Sarebbe stato, infatti, suo onere dimostrare che gli importi – pari,
complessivamente, a Euro 37.500,00 – risultanti dal documento dalla stessa
sottoscritto (ed indicati, tra l’altro, come “da dare ad E.”), dei quali il P. ha
reclamato la restituzione, fossero proprio quelli corrispondenti, invece, ad
attribuzioni compiute dallo stesso in adempimento degli obblighi nascenti dal
rapporto di convivenza.
Valga, sul punto, rilevare che se il destinatario della dichiarazione ex art. 1988 c.c.,
“stante l’astrazione della causa debendi”, allorchè agisca “per l’adempimento della
obbligazione”, ha soltanto l’onere di provare la ricorrenza della promessa o della
ricognizione di debito, “e non anche la esistenza del rapporto giuridico da cui essa
trae origine”, incombe, invece, all’autore della dichiarazione “l’onere di provare la
inesistenza o la invalidità o l’estinzione del rapporto fondamentale”; di
conseguenza, “è di palmare evidenza che non è sufficiente perchè detto onere possa
dirsi adempiuto, che lo stesso affermi e dimostri che “altro” rapporto fondamentale
è stato estinto”, essendo, invece, indispensabile non tanto la dimostrazione che “in
precedenza esisteva un rapporto di debito e credito e questo, per qualsiasi motivo, si
è estinto, ma che esista coincidenza – concreta tra tale rapporto (di cui è data la
prova) e quello “presunto” per effetto della ricognizione di debito e non (…) una
mera “compatibilità” astratta tra i due titoli” (così, in motivazione, Cass. Sez. 3,
sent. 23 febbraio 2006, n. 4019, Rv. 587935-01).
6.2. Infine, il quarto motivo è inammissibile.
Esso, a tacer d’altro (ovvero al profilo di “novità” denunciato dal controricorrente,
idoneo a comportare il medesimo esito processuale: cfr., ex multis, Cass. Sez. 1,
sent. 25 ottobre 2017, n. 25319; Rv. 645791-01), si sostanzia nella censura, più che
dell’omesso esame di un “fatto”, della mancata disamina, da parte della Corte
felsinea, della questione giuridica della configurabilità di una “comunione di fatto”
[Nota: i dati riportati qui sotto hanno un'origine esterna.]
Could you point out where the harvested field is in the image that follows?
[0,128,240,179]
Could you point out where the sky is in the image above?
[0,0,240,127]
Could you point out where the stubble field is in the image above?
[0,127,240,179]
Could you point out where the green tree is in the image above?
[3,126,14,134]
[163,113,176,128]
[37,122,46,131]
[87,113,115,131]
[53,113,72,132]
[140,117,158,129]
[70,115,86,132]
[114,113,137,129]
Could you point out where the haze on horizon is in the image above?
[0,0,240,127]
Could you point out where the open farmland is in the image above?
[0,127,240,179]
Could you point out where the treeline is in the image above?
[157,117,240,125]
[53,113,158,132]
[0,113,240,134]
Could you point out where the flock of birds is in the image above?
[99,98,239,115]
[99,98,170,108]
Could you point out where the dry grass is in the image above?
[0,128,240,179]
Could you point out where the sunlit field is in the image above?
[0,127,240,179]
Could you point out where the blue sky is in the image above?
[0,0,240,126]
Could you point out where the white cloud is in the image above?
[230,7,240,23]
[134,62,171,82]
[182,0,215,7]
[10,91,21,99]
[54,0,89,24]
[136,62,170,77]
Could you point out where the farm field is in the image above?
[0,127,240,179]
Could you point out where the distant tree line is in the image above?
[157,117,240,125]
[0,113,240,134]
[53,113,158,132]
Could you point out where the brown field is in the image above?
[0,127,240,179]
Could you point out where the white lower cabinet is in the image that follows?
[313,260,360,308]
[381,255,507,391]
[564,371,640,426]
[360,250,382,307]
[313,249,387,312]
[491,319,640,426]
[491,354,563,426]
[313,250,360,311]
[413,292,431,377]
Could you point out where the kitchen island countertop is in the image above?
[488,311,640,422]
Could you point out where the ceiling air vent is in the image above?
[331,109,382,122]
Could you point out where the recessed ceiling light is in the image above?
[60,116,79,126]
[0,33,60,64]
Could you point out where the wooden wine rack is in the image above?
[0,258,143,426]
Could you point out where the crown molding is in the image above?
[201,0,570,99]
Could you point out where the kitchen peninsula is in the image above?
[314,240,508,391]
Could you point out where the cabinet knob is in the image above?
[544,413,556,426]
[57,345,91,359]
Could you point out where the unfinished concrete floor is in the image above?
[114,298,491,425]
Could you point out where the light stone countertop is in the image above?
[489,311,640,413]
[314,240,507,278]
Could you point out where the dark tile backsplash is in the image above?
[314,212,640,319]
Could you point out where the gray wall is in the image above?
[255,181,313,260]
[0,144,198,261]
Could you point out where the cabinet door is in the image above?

(a somiglianza della comunione patrimoniale tra i coniugi) tra i conviventi more
uxorio.
Così intesa, dunque, la censura non appare idonea ad integrare, neppure
astrattamente, il vizio suscettibile di riconduzione al novellato testo dell’art. 360
c.p.c., comma 1, n. 5), visto che esso deve investire “non una “questione” o un
“punto” della sentenza” (come avvenuto, invece, nel presente caso), “ma un fatto
vero e proprio, e quindi un fatto principale, ex art. 2697 c.c. (cioè, un fatto
costitutivo, modificativo, impeditivo o estintivo), oppure secondario (cioè, dedotto
in funzione di prova di un fatto principale)”; cfr., da ultimo, in motivazione Cass.
Sez. 1, sent. 8 settembre 2016, n. 17761, R. 641174-01; in senso analogo – sulla
necessità che l’omesso esame investa sempre un “fatto storico, principale o
secondario” – si veda anche Cass. Sez. 6-5, ord. 4 ottobre 2017, n. 23238, Rv.
646308-01.
7. Le spese seguono la soccombenza e sono liquidate come da dispositivo, ai sensi
del D.M. 10 marzo 2014, n. 55.
8. A carico della ricorrente, rimasta soccombente, sussiste l’obbligo di versare un
ulteriore importo a titolo di contributo unificato, ai sensi del D.P.R. 30 maggio
2002, n. 115, art. 13, comma 1 quater.
P.Q.M.
La Corte rigetta il ricorso principale e condanna S.F. a rifondere ad P.E. le spese del
presente giudizio, che liquida in Euro 9.600,00, più Euro 200,00 per esborsi e
spese forfettarie nella misura del 15%, oltre accessori di legge.
Ai sensi del D.P.R. 30 maggio 2002, n. 115, art. 13, comma 1 quater, nel testo
introdotto dalla L. 24 dicembre 2012, n. 228, art. 1, comma 17, la Corte dà atto della
sussistenza dei presupposti per il versamento, da parte della ricorrente,
dell’ulteriore importo a titolo di contributo unificato, pari a quello dovuto per il
ricorso, a norma dello stesso art. 13, comma 1 bis.
Così deciso in Roma, nella Camera di Consiglio della Sezione Terza Civile della
Corte di Cassazione, il 24 ottobre 2017.